I understand that humans ‘animate’ God – this has been done with elements of nature, the sun, the stars the constellations, etc. for eons; but once you do this, it all becomes religious, and New Age God is just the basis for another religion as best I can tell, given that She is constantly referred to as a personal being. As such, the legacy religions are going to fiercely resist any New Age Religion. It’s only when the legacy religions are discredited as the Romans eventually discredited the Pagan Gods, before the new religion can fully replace the old…. and then the question remains, will we really be any better off?  [This is a fair and legitimate question. Let me answer it this way. First of all, no one who has read CWG could fail to miss its repeated — and I mean, endlessly repeated — statements that CWG is not a ‘religion.’ Its chief point is that the Authority of God rests within you. Its main message is: “We are All One. Ours is not a better way, ours is merely another way.” But if you are asking me a direct question — Do I think the world would be better off embracing some of the foundational notions of the explorations in CWG than it is today, my answer would be a flat ‘yes, without question.’] Was the condition of mankind improved when pagan gods were replaced by Christianity? It hardly seems so, and the ideals expressed by Jesus weren’t all that different from the ideals expressed by New Age God. [Well, Patrick, there are about 1.5 billion people who would disagree with you on that last statement. As least, the ideals that people SAY were expressed by Jesus are in many, many cases vastly different from the ideals expressed by Tomorrow’ God.]

Your new book appears to be largely about discrediting the old religions, so it’s hard not to view this as part of an ongoing process to establish a new religion to replace the old,  [It seems to me that it should not be ‘hard’ to avoid doing that at all.
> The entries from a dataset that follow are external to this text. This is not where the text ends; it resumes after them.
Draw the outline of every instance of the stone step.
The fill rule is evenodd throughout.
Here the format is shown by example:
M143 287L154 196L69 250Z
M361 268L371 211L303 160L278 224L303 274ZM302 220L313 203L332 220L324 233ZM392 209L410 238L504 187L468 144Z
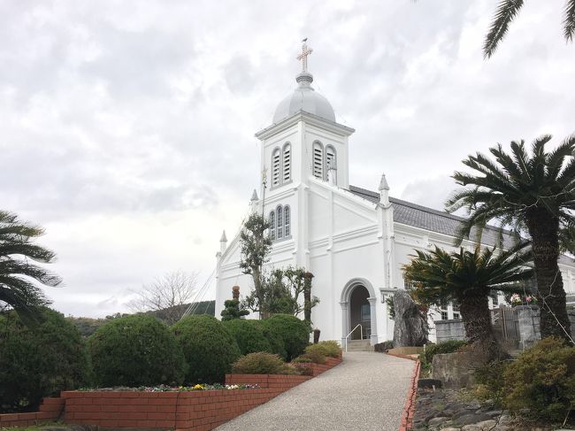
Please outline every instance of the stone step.
M373 351L373 346L369 340L349 340L348 351Z

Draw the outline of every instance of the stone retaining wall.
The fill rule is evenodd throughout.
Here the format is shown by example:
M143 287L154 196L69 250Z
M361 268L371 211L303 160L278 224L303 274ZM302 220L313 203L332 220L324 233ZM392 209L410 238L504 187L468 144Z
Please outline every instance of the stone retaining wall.
M64 410L64 398L44 398L40 412L0 414L0 428L28 427L57 420Z

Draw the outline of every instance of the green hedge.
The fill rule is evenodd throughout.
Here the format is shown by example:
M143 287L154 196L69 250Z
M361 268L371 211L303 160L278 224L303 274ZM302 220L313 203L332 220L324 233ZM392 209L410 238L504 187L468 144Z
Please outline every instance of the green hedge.
M310 343L310 325L304 320L289 314L275 314L262 321L270 333L283 340L287 361L303 353Z
M177 385L186 363L174 336L157 319L116 319L88 339L97 386Z
M235 338L242 355L257 351L272 352L270 342L261 329L244 319L234 319L222 322L224 327Z
M188 316L172 331L188 365L186 383L223 383L240 348L222 322L206 314Z
M89 380L78 329L53 310L26 327L14 312L0 314L0 412L35 410L44 396L74 389Z
M270 351L272 353L286 360L286 358L288 358L286 345L283 342L281 332L276 327L269 327L264 320L246 319L246 321L262 332L270 343Z
M536 419L563 421L575 401L575 347L545 338L503 372L503 405Z
M286 364L278 355L259 351L240 358L232 370L235 374L281 374Z

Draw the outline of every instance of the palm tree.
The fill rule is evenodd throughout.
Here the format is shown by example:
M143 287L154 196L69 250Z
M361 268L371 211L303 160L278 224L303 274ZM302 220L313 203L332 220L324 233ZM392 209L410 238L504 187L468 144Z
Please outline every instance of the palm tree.
M526 265L531 259L527 245L519 242L499 253L494 247L481 250L479 245L472 251L463 247L454 252L439 247L430 252L416 250L417 256L403 270L415 286L412 296L418 302L458 304L470 342L494 358L499 347L491 327L488 296L497 291L520 291L520 281L533 277L533 269Z
M523 0L501 0L499 2L495 16L483 44L483 56L486 58L491 58L494 54L521 7L523 7ZM565 40L572 42L573 35L575 35L575 0L567 0L565 4L564 26Z
M60 278L33 262L54 261L53 251L32 243L44 230L20 221L15 214L0 211L0 304L12 307L24 321L41 319L39 308L49 304L34 282L58 286Z
M510 154L498 144L489 149L495 163L480 153L469 156L464 164L479 174L455 173L453 178L458 184L472 187L456 192L447 208L449 212L467 208L470 212L458 232L459 242L473 227L480 233L493 219L518 234L529 234L541 304L541 336L569 339L570 322L557 258L560 228L573 222L575 135L547 152L545 144L550 139L548 135L537 138L532 155L524 141L512 142Z

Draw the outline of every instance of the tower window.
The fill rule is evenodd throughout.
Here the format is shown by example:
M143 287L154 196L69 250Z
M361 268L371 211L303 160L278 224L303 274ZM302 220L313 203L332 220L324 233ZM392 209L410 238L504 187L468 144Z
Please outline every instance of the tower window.
M286 145L283 147L283 182L288 182L291 180L291 145L289 143L286 143Z
M331 145L326 147L326 166L328 171L329 169L337 169L335 149Z
M270 212L270 238L275 240L275 212Z
M283 208L281 205L276 208L276 212L278 213L278 226L276 227L277 237L278 239L283 238Z
M281 165L280 164L280 149L277 148L273 150L273 155L272 156L272 186L280 185L280 170Z
M313 142L313 176L324 179L324 147L321 142Z
M286 205L283 210L283 219L284 219L284 235L289 236L291 235L291 213L289 211L289 206Z

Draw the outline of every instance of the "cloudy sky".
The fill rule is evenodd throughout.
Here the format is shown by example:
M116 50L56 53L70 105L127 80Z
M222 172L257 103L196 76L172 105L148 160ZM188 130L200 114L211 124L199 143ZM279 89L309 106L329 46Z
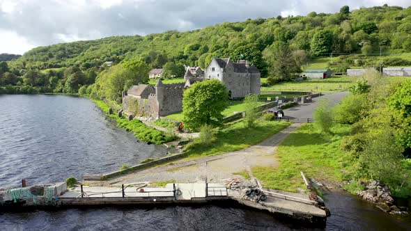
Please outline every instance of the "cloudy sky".
M59 42L384 3L411 5L410 0L0 0L0 53L22 54Z

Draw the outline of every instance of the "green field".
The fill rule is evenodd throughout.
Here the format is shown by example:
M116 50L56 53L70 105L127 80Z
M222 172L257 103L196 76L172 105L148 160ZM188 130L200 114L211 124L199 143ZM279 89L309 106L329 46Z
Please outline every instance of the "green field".
M278 148L279 166L251 168L253 175L264 186L297 192L306 189L300 173L318 180L341 181L343 172L350 166L341 150L342 138L349 134L350 125L337 125L334 135L327 137L318 132L313 124L304 124L293 132Z
M299 81L282 82L269 87L262 87L261 90L277 91L313 91L313 92L335 92L348 90L348 87L359 77L333 77L325 79L307 79ZM410 77L385 77L388 81L403 81ZM262 79L266 81L266 79Z
M350 56L353 59L358 59L358 60L367 60L367 59L378 59L379 62L380 56L378 54L372 56L362 56L361 54L351 54L346 56ZM332 61L332 62L336 62L339 61L339 57L334 56L332 58L328 57L318 57L313 58L313 60L310 61L309 63L304 67L304 70L306 69L325 69L328 67L329 63ZM401 51L398 50L392 50L390 51L390 54L382 54L381 58L382 58L382 63L384 63L384 61L386 58L399 58L404 60L408 60L411 61L411 53L403 53ZM350 66L350 68L364 68L363 67L357 67L355 65ZM332 68L331 68L332 70Z
M148 84L155 85L157 79L150 79ZM171 79L162 79L161 80L164 84L179 83L184 83L184 78L171 78Z
M333 92L346 90L358 77L334 77L325 79L307 79L299 81L282 82L261 90Z
M265 102L258 102L258 104L264 104ZM235 112L241 112L245 110L245 105L242 101L230 101L230 105L227 109L223 111L222 114L224 116L228 116L233 115ZM169 118L181 121L183 119L183 112L173 113L171 115L166 116Z
M244 122L225 125L217 135L217 141L210 146L194 145L187 150L190 157L213 156L247 148L263 142L290 125L285 121L258 120L254 128Z

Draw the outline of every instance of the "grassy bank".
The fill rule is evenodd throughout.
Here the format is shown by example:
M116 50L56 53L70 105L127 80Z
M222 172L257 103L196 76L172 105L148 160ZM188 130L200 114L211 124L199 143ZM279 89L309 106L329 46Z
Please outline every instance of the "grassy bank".
M278 168L255 167L253 174L265 186L291 192L306 188L300 171L309 178L342 181L343 173L349 171L350 165L340 145L350 129L337 125L332 129L334 135L325 137L313 124L303 125L279 146Z
M93 100L97 106L107 113L107 116L117 122L118 127L132 132L140 141L149 143L160 144L172 141L176 138L173 134L164 133L151 127L148 127L138 120L128 120L124 117L119 118L116 114L108 115L109 106L102 100Z
M258 105L266 104L266 102L258 102ZM224 116L228 116L233 115L235 112L242 112L245 111L245 104L242 101L230 101L229 106L222 113ZM171 115L166 116L166 117L171 119L173 119L178 121L182 121L184 118L183 112L173 113Z
M217 141L210 146L194 145L187 154L212 156L244 149L256 145L278 133L290 122L258 120L254 128L247 128L242 122L224 125L217 135Z

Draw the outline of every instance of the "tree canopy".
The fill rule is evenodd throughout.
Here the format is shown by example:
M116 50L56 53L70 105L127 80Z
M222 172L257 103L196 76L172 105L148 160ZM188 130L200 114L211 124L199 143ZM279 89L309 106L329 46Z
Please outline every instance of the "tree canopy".
M203 125L219 125L228 106L228 92L217 79L196 82L184 91L183 114L186 127L199 131Z

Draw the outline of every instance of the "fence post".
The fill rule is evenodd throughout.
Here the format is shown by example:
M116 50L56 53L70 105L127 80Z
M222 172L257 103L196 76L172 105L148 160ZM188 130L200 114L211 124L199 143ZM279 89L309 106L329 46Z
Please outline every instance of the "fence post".
M81 184L80 187L82 188L82 198L83 198L83 184Z

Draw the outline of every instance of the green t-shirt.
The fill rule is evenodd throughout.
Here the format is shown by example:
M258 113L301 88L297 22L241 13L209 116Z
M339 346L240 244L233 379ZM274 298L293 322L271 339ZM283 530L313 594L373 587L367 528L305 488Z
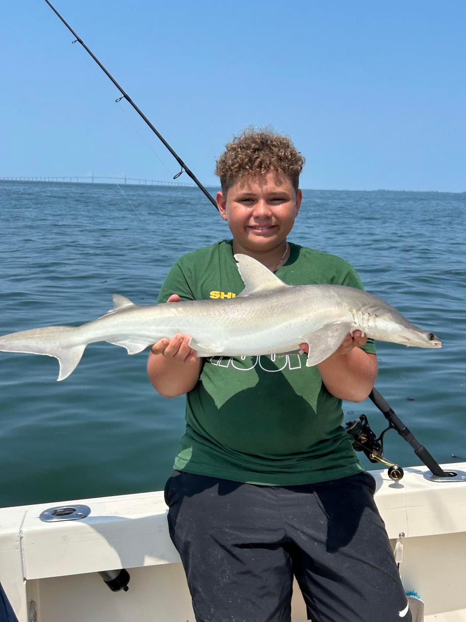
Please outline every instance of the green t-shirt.
M363 289L354 268L334 255L290 243L276 271L288 285L324 283ZM178 259L158 302L237 295L244 284L224 240ZM373 341L363 348L375 353ZM186 433L175 468L236 481L286 486L326 481L363 470L342 427L340 399L327 391L306 355L204 359L186 395Z

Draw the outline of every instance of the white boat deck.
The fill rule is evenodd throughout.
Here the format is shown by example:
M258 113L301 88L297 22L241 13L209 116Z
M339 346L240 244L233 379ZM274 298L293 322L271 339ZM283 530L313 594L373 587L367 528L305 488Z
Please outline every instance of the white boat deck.
M444 468L462 481L429 481L424 466L406 469L398 483L372 472L405 590L421 595L427 622L466 622L466 463ZM39 518L76 503L89 516ZM194 622L166 516L161 491L0 509L0 582L19 622ZM131 575L129 590L112 593L96 573L120 568ZM306 619L296 589L293 622Z

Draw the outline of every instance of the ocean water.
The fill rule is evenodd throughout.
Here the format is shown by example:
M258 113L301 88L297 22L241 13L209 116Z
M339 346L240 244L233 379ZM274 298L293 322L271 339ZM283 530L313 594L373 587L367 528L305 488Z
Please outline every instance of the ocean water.
M0 182L0 335L78 324L111 295L153 303L180 255L229 238L196 187ZM442 339L378 344L377 388L439 462L466 460L466 194L306 190L289 239L351 262L366 289ZM158 396L147 352L89 346L57 383L55 359L0 353L0 506L160 490L184 428L184 398ZM344 402L379 434L367 400ZM419 464L395 432L385 455ZM364 457L369 469L378 466Z

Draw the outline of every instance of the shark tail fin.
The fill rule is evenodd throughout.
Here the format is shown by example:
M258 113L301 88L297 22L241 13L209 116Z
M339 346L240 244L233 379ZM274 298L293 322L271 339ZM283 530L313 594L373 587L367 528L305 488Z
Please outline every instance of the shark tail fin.
M0 351L55 356L60 363L57 380L65 380L81 360L86 343L78 343L74 326L46 326L0 337ZM73 338L74 337L74 338Z

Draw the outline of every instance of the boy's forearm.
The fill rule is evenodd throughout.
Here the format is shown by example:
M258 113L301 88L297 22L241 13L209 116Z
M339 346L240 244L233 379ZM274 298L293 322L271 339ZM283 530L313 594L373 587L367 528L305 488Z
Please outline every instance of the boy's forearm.
M377 378L377 358L360 348L333 355L317 365L327 390L339 399L362 402Z
M201 364L201 358L188 364L151 353L147 361L147 375L162 397L176 397L194 388L199 379Z

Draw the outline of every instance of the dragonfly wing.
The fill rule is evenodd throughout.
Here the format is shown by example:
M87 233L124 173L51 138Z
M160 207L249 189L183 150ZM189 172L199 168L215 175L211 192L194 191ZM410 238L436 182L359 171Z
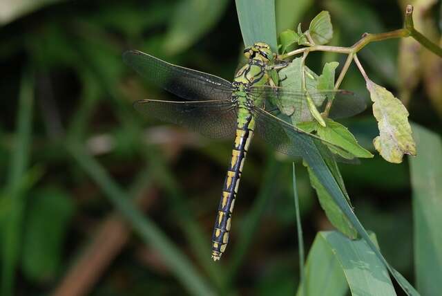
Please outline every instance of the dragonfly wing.
M352 155L345 149L307 133L265 110L253 108L253 113L256 122L256 132L278 152L290 156L304 157L315 148L314 142L318 141L349 156Z
M123 60L148 82L189 100L227 100L231 84L221 77L173 65L138 50L123 54Z
M250 89L250 95L260 100L270 100L285 113L298 122L313 120L307 105L309 96L320 112L325 110L327 102L332 100L329 117L342 118L358 114L365 109L365 101L351 91L342 89L329 91L296 91L281 87L269 86L255 86Z
M236 129L236 107L230 100L162 101L142 100L134 107L140 112L182 125L211 138L233 137Z

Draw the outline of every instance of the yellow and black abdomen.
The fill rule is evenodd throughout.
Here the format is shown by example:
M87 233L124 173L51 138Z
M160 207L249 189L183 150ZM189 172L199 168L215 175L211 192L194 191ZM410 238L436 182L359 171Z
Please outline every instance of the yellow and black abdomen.
M224 183L212 235L212 258L215 261L220 259L229 241L235 198L240 184L244 160L253 133L254 120L251 115L249 114L245 122L240 122L238 120L231 160Z

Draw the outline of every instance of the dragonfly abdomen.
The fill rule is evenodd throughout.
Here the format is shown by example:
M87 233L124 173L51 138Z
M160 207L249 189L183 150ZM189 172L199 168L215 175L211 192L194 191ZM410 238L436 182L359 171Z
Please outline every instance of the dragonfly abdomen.
M253 126L254 121L250 115L246 118L245 123L238 120L231 160L222 188L212 235L212 258L214 261L220 259L229 242L235 198L240 185L244 160L253 136Z

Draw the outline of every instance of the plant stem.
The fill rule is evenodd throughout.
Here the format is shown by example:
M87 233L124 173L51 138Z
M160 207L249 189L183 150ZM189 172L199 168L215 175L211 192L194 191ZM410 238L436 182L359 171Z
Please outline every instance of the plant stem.
M345 74L347 73L347 71L348 71L348 68L349 68L350 64L352 64L352 60L353 60L354 55L354 53L349 53L348 55L347 56L347 59L345 60L345 63L343 66L342 71L339 73L338 80L336 80L336 82L334 84L334 89L336 90L339 89L339 86L340 85L340 83L343 82L343 80L344 79L344 76L345 76ZM324 110L324 112L323 113L324 116L325 117L329 116L329 113L330 112L330 108L332 108L332 104L333 104L333 100L329 100L328 102L327 102L327 106L325 106L325 109Z
M413 6L408 5L405 10L403 28L378 34L364 33L362 38L350 47L314 45L290 51L285 55L281 55L278 58L284 59L302 53L311 51L328 51L332 53L347 53L349 55L350 53L356 54L367 44L371 42L386 40L392 38L403 38L407 37L412 37L414 38L416 41L422 44L422 46L425 47L427 49L442 57L442 48L438 46L437 44L432 42L414 28L413 25L412 13Z
M363 68L362 65L361 64L361 62L359 62L359 59L358 59L358 56L356 55L354 55L354 57L353 57L353 59L354 59L354 63L356 64L356 66L359 68L359 71L361 71L361 73L362 74L362 75L364 77L364 79L365 80L365 82L369 81L369 78L368 77L368 75L367 75L367 73L364 71L364 68Z

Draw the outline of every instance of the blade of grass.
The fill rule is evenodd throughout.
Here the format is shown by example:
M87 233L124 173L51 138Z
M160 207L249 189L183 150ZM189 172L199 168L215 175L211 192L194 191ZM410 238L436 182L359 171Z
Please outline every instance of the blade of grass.
M340 210L348 218L350 223L357 230L359 235L363 238L372 250L376 255L381 261L387 267L388 270L394 277L398 284L403 290L409 295L419 295L419 293L413 288L413 286L402 276L397 270L390 266L387 260L381 253L377 246L372 241L367 232L367 230L362 225L358 217L350 207L345 194L340 187L338 183L333 176L333 174L328 167L327 163L323 158L316 144L311 139L306 139L304 141L300 141L299 145L303 147L305 151L303 155L304 160L308 163L309 166L314 172L315 175L323 184L324 187L328 191L332 196L336 205ZM307 152L308 151L308 152Z
M412 127L419 151L409 157L416 281L422 295L438 295L442 283L442 142L418 124Z
M274 0L236 0L244 44L265 42L278 53Z
M267 160L262 185L251 206L251 210L244 219L244 225L238 236L238 241L234 243L229 268L228 283L231 283L235 279L247 250L256 237L255 234L258 230L260 219L266 209L268 201L272 196L276 176L280 167L280 163L275 159L273 154L271 154Z
M370 237L377 244L374 234ZM348 286L353 295L396 295L385 265L365 241L351 240L338 231L318 233L307 270L305 290L309 296L323 295L324 291L344 295Z
M1 295L13 295L15 270L21 246L22 220L25 207L25 195L21 189L22 180L29 163L34 103L33 73L25 72L20 86L17 112L17 142L12 151L6 198L10 200L10 211L3 226Z
M193 295L214 295L203 277L182 252L171 242L148 217L145 217L131 202L131 198L110 178L98 163L75 142L68 143L67 149L80 167L102 188L106 196L131 224L146 243L151 245L162 255L177 278Z
M298 232L298 248L299 248L299 277L300 285L305 282L305 273L304 271L304 262L305 255L304 255L304 239L302 237L302 225L301 225L301 217L299 211L299 198L298 197L298 186L296 185L296 174L295 172L295 163L292 164L293 171L293 196L295 202L295 213L296 214L296 230ZM307 296L305 285L302 289L301 296Z

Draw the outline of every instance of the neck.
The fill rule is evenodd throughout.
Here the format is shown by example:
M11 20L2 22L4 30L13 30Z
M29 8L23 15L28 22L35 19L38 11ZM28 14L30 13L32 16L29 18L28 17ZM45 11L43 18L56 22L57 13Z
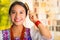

All you have to do is thoroughly read the CWG material, which makes it abundantly clear that establishing a NEW religion is the LAST thing that is being suggested, recommended, desired, or contemplated. Rather, what is being offered is an invitation to create a New Cultural Story — not the same thing as a ‘religion’ at all — providing humanity an opportunity to reconfigure its relationship with life, with the Earth, with what some people call ‘God,’ and with each other, such that a ‘religion’ is not even necessary.] ….and if the pattern holds true, in due course it will have its own orthodoxy, its own dogma, its own “correct” set of beliefs, and we’ll be right back where we started. Or so it seems to me. [Even if that were true…I mean, even if it rolled out that way and it DID produce, eventually, its own orthodoxy, its own dogma, its own “correct” set of beliefs, what makes you conclude that this would, ipso facto, put us right back where we started? I can’t imagine that the new beliefs — should they arise as an actual “orthodoxy” — would not be more beneficial than the old. We are talking here about a Civil Rights Movement for the Soul, freeing humanity at last from the oppression of its present and ancient beliefs in a violent, angry, and vindictive God. Even if CWG DOES turn into a ‘dogma’ or a ‘belief,’ how could not that be an improvement over our present beliefs? Or is it your assertion that “beliefs”, in and of themselves, are somehow evil, or “no good,” and that even if it is a “belief system” that dramatically improves behaviors, it should be automatically rejected simply because it IS a “belief system”? Is that your assertion?]